Lesson 2 In-Class Discussion ✅

miwojc · October 31, 2018, 3:49am

why is the animation slowing down when closer to correct line? like smaller steps?

sgugger · October 31, 2018, 3:49am

It’s because your gradients become smaller and smaller, so the steps are smaller and smaller.

shreyasjag · October 31, 2018, 3:50am

okay. Thats convenient

shwetap7 · October 31, 2018, 3:50am

what is the best learning rate value to start with?

PierreO · October 31, 2018, 3:50am

You can understand why the gradient gets smaller by looking at the curve Jeremy showed earlier (the U shaped one). The gradient is basically the slope of that curve, and the closer you get to the minimum, the closer to 0 the slope becomes.

evan.xiong · October 31, 2018, 3:50am

I was asked the same question.

ram_cse · October 31, 2018, 3:51am

dotkay · October 31, 2018, 3:51am

does it make a difference (final result) if I choose mini-batches randomly vs sequentially in some order, say 0…31, 32…63, etc?

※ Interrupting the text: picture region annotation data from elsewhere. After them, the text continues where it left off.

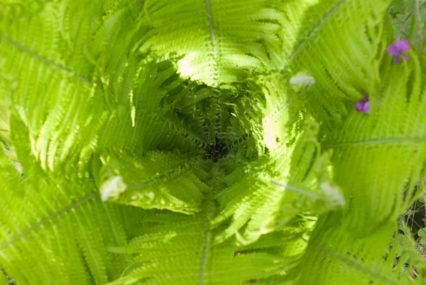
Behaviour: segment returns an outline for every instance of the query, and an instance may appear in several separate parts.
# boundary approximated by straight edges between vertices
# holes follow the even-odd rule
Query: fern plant
[[[398,220],[426,157],[424,1],[400,2],[0,0],[0,268],[422,284]]]

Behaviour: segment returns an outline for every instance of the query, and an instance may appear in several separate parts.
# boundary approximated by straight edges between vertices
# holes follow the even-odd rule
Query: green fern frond
[[[302,11],[288,4],[291,11],[298,9],[290,14],[296,19],[293,21],[306,19],[307,26],[300,28],[293,45],[289,68],[294,74],[307,70],[315,79],[307,105],[315,117],[341,119],[348,112],[344,102],[379,88],[380,63],[386,48],[383,23],[388,4],[382,0],[307,1]]]
[[[418,59],[410,59],[386,69],[386,87],[383,93],[370,94],[368,116],[354,109],[340,130],[327,134],[322,144],[334,150],[333,179],[348,207],[343,215],[322,217],[313,234],[307,252],[313,262],[303,271],[328,268],[320,284],[412,284],[408,272],[392,273],[393,259],[383,266],[378,257],[385,255],[399,215],[410,205],[426,156],[426,129],[418,124],[425,122],[426,90]],[[396,268],[401,264],[403,260]],[[300,284],[313,280],[303,274]],[[417,282],[421,279],[413,284]]]
[[[297,263],[305,244],[300,233],[274,233],[246,247],[234,240],[215,244],[211,207],[204,204],[195,216],[147,213],[143,235],[110,249],[135,257],[111,284],[240,284],[285,274]]]
[[[200,160],[186,156],[156,151],[142,158],[122,154],[102,155],[101,160],[103,200],[192,213],[209,190],[192,170],[200,167]]]
[[[236,235],[239,242],[248,244],[261,235],[279,230],[300,213],[318,213],[345,205],[339,188],[327,179],[327,155],[315,157],[320,151],[316,131],[315,127],[307,128],[295,144],[282,146],[279,152],[283,155],[275,160],[234,166],[224,178],[229,186],[216,196],[221,211],[212,225],[231,217],[232,220],[215,242]]]
[[[280,65],[282,15],[266,1],[146,1],[144,12],[139,50],[178,60],[183,77],[217,87]]]

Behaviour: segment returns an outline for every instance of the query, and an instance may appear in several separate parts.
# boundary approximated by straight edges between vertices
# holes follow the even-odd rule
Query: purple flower
[[[395,63],[399,62],[399,58],[403,55],[404,60],[408,60],[408,56],[407,55],[401,55],[403,51],[410,50],[410,45],[408,45],[408,41],[407,40],[399,40],[397,41],[395,44],[388,48],[388,53],[391,55],[393,55],[393,61]]]
[[[370,114],[370,102],[368,102],[368,93],[366,94],[362,101],[355,104],[355,109],[357,112],[364,112],[366,114]]]

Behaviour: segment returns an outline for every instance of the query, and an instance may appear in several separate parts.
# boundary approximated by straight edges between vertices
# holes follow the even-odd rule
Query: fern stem
[[[87,202],[88,200],[90,200],[94,198],[97,198],[99,196],[99,194],[97,193],[94,193],[92,194],[89,196],[84,197],[84,198],[79,200],[77,202],[73,203],[72,204],[64,208],[63,209],[58,211],[58,212],[55,212],[54,213],[48,215],[48,217],[45,217],[44,219],[41,220],[40,222],[36,222],[36,224],[34,224],[33,225],[32,225],[31,227],[28,227],[28,229],[26,229],[26,230],[24,230],[23,232],[21,232],[20,234],[18,234],[18,235],[16,235],[16,237],[9,240],[6,242],[4,243],[3,244],[0,245],[0,249],[3,249],[7,247],[9,247],[9,245],[11,245],[11,244],[13,244],[13,242],[15,242],[16,241],[18,240],[19,239],[21,239],[22,237],[28,235],[28,233],[31,232],[33,230],[41,227],[43,224],[45,224],[46,222],[50,221],[50,220],[59,216],[61,214],[63,214],[65,212],[69,211],[70,210],[74,209],[75,207],[77,207],[79,205],[81,205],[82,203],[84,203],[84,202]]]
[[[214,28],[213,26],[213,18],[212,17],[212,7],[210,6],[210,0],[206,0],[206,9],[207,10],[207,14],[209,18],[209,24],[210,26],[210,38],[212,39],[212,46],[213,48],[213,59],[214,60],[214,67],[216,69],[216,82],[215,87],[218,85],[218,80],[219,78],[219,67],[217,66],[218,62],[218,53],[217,53],[217,47],[216,45],[216,36],[214,35]]]
[[[74,76],[87,83],[91,83],[91,80],[89,79],[88,79],[82,75],[78,75],[74,70],[72,70],[69,68],[65,68],[60,65],[58,65],[58,63],[55,63],[53,62],[52,60],[48,60],[46,58],[44,58],[43,56],[42,56],[40,55],[34,53],[33,50],[29,50],[28,48],[26,48],[25,46],[18,43],[17,42],[16,42],[15,41],[12,40],[10,38],[9,38],[6,35],[0,33],[0,38],[3,38],[6,41],[12,45],[13,45],[17,49],[21,50],[23,53],[30,55],[31,56],[38,59],[39,60],[45,63],[48,65],[53,66],[60,70],[64,71],[67,73],[70,73],[70,74],[72,75],[72,76]]]
[[[346,141],[337,144],[322,144],[321,146],[324,149],[331,149],[334,147],[346,146],[354,144],[392,144],[392,143],[426,143],[426,138],[390,138],[390,139],[371,139],[368,141]]]

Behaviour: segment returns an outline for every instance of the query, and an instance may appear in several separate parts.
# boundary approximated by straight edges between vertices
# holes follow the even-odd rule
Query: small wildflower
[[[368,102],[368,93],[366,94],[362,101],[355,104],[355,109],[357,112],[364,112],[366,114],[370,114],[370,102]]]
[[[408,60],[408,56],[401,53],[403,51],[408,50],[410,50],[410,45],[408,45],[408,41],[407,40],[397,41],[395,44],[390,45],[388,48],[388,53],[389,53],[391,55],[393,55],[393,62],[395,63],[398,63],[399,62],[399,58],[401,55],[403,55],[404,60]]]

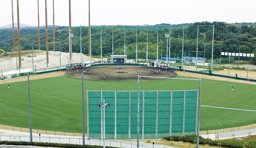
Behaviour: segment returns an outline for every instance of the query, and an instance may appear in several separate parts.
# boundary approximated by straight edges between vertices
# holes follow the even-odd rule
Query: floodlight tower
[[[105,102],[105,98],[103,96],[103,103],[100,103],[99,105],[100,107],[103,107],[103,148],[105,148],[105,107],[106,107],[109,106],[110,104]],[[102,112],[101,113],[102,113]]]
[[[166,64],[168,64],[168,61],[167,60],[167,55],[168,54],[168,38],[170,37],[170,34],[165,34],[164,36],[166,38]]]

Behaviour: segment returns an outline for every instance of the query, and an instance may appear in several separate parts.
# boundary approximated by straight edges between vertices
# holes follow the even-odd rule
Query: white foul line
[[[161,78],[161,79],[178,79],[180,80],[199,80],[199,79],[182,79],[182,78],[165,78],[164,77],[149,77],[148,76],[140,76],[140,77],[147,77],[147,78]]]
[[[252,112],[256,112],[256,110],[248,110],[247,109],[236,109],[235,108],[226,108],[225,107],[216,107],[216,106],[206,106],[205,105],[200,105],[200,106],[205,106],[205,107],[213,107],[214,108],[223,108],[223,109],[232,109],[233,110],[243,110],[245,111],[252,111]]]

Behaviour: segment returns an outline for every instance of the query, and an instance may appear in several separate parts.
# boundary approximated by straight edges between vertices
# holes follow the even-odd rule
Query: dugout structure
[[[139,137],[142,139],[195,134],[197,132],[198,90],[140,91]],[[87,134],[102,138],[102,109],[105,108],[105,138],[136,139],[137,91],[87,90]]]

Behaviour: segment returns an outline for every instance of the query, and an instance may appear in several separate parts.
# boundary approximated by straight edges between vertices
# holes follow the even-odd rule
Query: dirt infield
[[[160,70],[159,70],[160,69]],[[139,66],[122,65],[120,69],[118,65],[94,66],[67,71],[68,76],[81,79],[81,73],[85,70],[85,76],[88,80],[109,81],[132,81],[138,75],[172,78],[177,75],[173,70]],[[157,73],[157,70],[158,73]],[[171,74],[171,72],[172,74]],[[128,76],[128,74],[129,76]],[[105,78],[103,76],[105,75]],[[143,78],[146,81],[155,80],[156,78]]]
[[[175,71],[168,69],[166,70],[164,69],[160,69],[159,72],[159,69],[155,68],[144,66],[140,66],[140,67],[139,68],[138,66],[122,65],[121,66],[122,72],[121,73],[120,69],[119,69],[118,68],[118,66],[117,65],[106,65],[94,66],[78,69],[78,72],[77,72],[77,69],[75,69],[66,71],[33,75],[30,76],[29,78],[30,79],[34,80],[57,77],[64,75],[66,71],[68,76],[70,77],[81,78],[81,74],[83,72],[83,70],[85,70],[86,72],[84,74],[85,77],[88,80],[93,81],[134,81],[138,75],[139,74],[143,76],[168,78],[173,77],[177,75],[179,75],[198,78],[256,85],[256,82],[209,76],[207,75],[186,72],[186,71],[185,72],[184,72],[183,71]],[[159,71],[158,73],[156,73],[157,69]],[[171,71],[172,72],[172,75],[171,74]],[[129,76],[127,76],[128,73],[129,74]],[[105,78],[103,77],[103,75],[104,74],[105,75]],[[143,79],[145,80],[156,80],[155,79],[153,78],[145,79],[145,78],[144,78]],[[0,81],[0,84],[7,84],[13,82],[26,81],[27,79],[27,77],[8,79]]]

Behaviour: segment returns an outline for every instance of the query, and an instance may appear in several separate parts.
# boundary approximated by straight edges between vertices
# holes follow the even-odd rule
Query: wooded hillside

sgugger · October 31, 2018, 3:52am

It does: during training it is best to have random indexes to build your mini-batches, this will avoid the model learning the answers in order.

manan · October 31, 2018, 3:53am

How many is “too many” epochs?

Mauro · October 31, 2018, 3:53am

initially 3e-3

lesscomfortable · October 31, 2018, 3:53am

There is no way to know beforehand. That’s why it is good to train for some epochs and see if the validation loss is still decreasing. If the loss start to improve very little, you should stop training.

sgugger · October 31, 2018, 3:53am

Jeremy gave some elements to answer that earlier, but sadly there’s no good answer to that question.

aidan.davis · October 31, 2018, 3:54am

How is learning answers in order possible?

sgugger · October 31, 2018, 3:55am

It’s more like an image. But the model will lean better with shuffled images fed to him, this has been proven experimentally.

KarlH · October 31, 2018, 3:55am

When we update the parameters in the with torch.to_grad() step, does that also zero the gradients before the next loss calculation?

rreilly · October 31, 2018, 3:56am

anyone else experiencing “! sudo add-apt-repository ppa:mc3man/trusty-media” failing?

shub.chat · October 31, 2018, 3:56am

Are all batch grabs within an epoch without replacement.Means in all cases will each batch be absolutely different than the last?

cedric · October 31, 2018, 3:56am

Rachel’s video: There’s no such thing as “not a math person” reference during the class.

lesscomfortable · October 31, 2018, 3:57am

In one epoch yes, no batches are repeated.